Oregon residents living with debt aren’t alone. The state’s socioeconomic state, the cost-of-living, and the average national debt per family speaks to the state of consumer affairs in Oregon, but not everyone must suffer with endless calls from debt collectors and the stress that comes along with it. With an average of $16,000 in credit card debt alone, many Oregon residents are unable to make ends meet despite having average debt less than the national average for a consumer household. The average Oregon resident earns approximately $48,000.
This is below the national average, but not by much. Oregon boasts a lower than average unemployment rate, coming in at 7% versus the national average of 7.3%. This means residents work, they make money, but many families struggle to get by each day with the debt they owe, the payments they’re making, and the income they’re bringing it. This means many are missing payments to their creditors and debt collectors are calling.
Socioeconomics in Oregon
The economy in Oregon is favorable compared to what it looks like in many other locations, but it’s still not great for all residents. The majority of households earns between $50,000 and $75,000 per year at 23.7%, but a staggering 4.9% of residents earn less than $10,000 per year. This doesn’t leave them able to make their debt payments, which causes issues far beyond their own control.

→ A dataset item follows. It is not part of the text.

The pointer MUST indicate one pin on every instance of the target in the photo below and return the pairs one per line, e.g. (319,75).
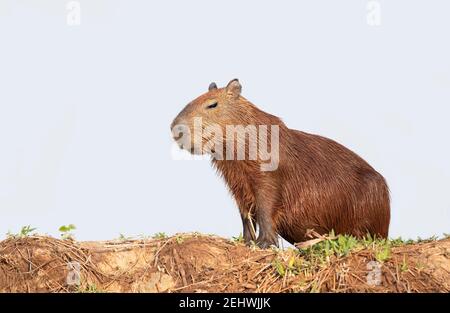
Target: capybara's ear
(234,88)
(212,86)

More than 400,000 residents live below the poverty line in Oregon despite working.
Wealth and Poverty in Oregon
In terms of earning income in Oregon, the biggest industry in the state is health, education, and social services. Retail trade and manufacturing are close seconds, and professional works make up the third most prolific line of work. Wealth and poverty both exist here, and the differences are staggering. More than 4.9% of families in Oregon earn less than $10,000 per year while only 2.3% of families earn more than $200,000. Wealth is far less prevalent here than poverty.

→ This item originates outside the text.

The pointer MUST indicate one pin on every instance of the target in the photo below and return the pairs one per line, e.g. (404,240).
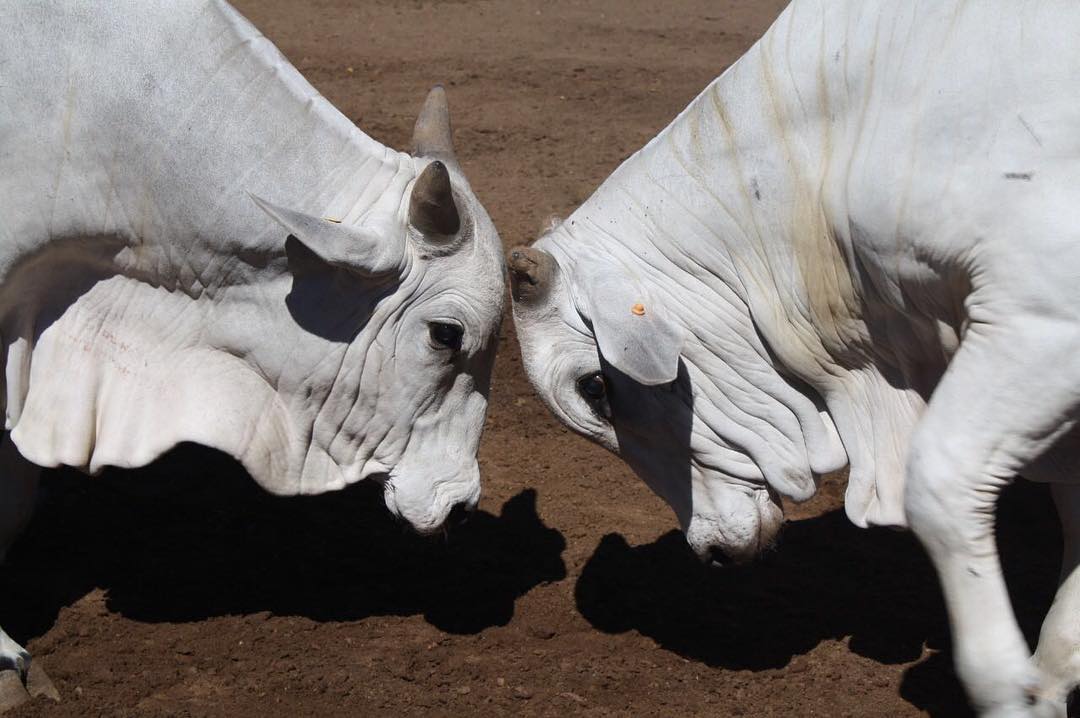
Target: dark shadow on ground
(826,580)
(192,537)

Debt Relief Laws in Oregon
With so many families living in poverty in many areas in Oregon, debt relief is a huge relief. It provides the financial help so many families require, and it’s their only option. Before consumers take the time to sign up for debt relief programs, they should get to know what laws and regulations surrounding debt relief in the state to educate themselves on what they’re getting into.
Debt Collection laws in Oregon fall under the Fair Debt Collection Practices Act initiated by the federal government. State laws do not allow debt collectors to charge their customers more than 9% interest, and they also require all households going through the debt collection process are permitted to pay no more than the greater of 25% of their weekly income or $170 per week. It’s also imperative all Oregon residents understand they have 6 years from the date of any oral or written contract or account opening before the statute of limitations in Oregon ends. This means no more legal action can be initiated on an unpaid debt following this time.

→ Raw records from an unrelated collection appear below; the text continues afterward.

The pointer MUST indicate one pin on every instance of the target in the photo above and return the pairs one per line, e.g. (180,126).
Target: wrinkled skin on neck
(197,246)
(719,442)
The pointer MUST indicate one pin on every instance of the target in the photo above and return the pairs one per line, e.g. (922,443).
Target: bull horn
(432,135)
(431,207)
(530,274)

How Debt Relief Benefits the Best Candidates
Debt relief in Oregon is beneficial for many households. It’s not for all families. Debt relief in the form of debt consolidation can occur in two ways. Those who haven’t missed payments and have a good credit score can consolidate their own debts by taking out a personal loan with which to pay off debts and consolidate them into one lower monthly payment.
For those without good credit who are missing payments regularly, debt consolidation is the only way to get out of debt and pay off their bills. You must already be behind on your payments to make this happen. Debt consolidation companies work with you by taking all the information from your creditors and negotiating a pay-off price. Most creditors that agree to this then take your debts and put an end to them, closing your accounts. You’ll pay a low monthly price to your debt consolidation company as they pay off your debts a little at a time within the parameters of the agreed-upon time frame they create with your creditors.
Debt consolidation does affect your credit if you decide to go for it before you begin missing payments. It can lower your score dramatically, and it can end up costing you more if you’re not careful about the interest rates you secure. It’s worth a try, and it’s beneficial to those who can’t afford their payments. Consolidating ends late payments, it closes accounts, and it allows you to get ahead by making on-time payments and improving your credit score faster. It’s worth consideration if you live in Oregon and cannot make ends meet, as those are the best candidates for debt relief.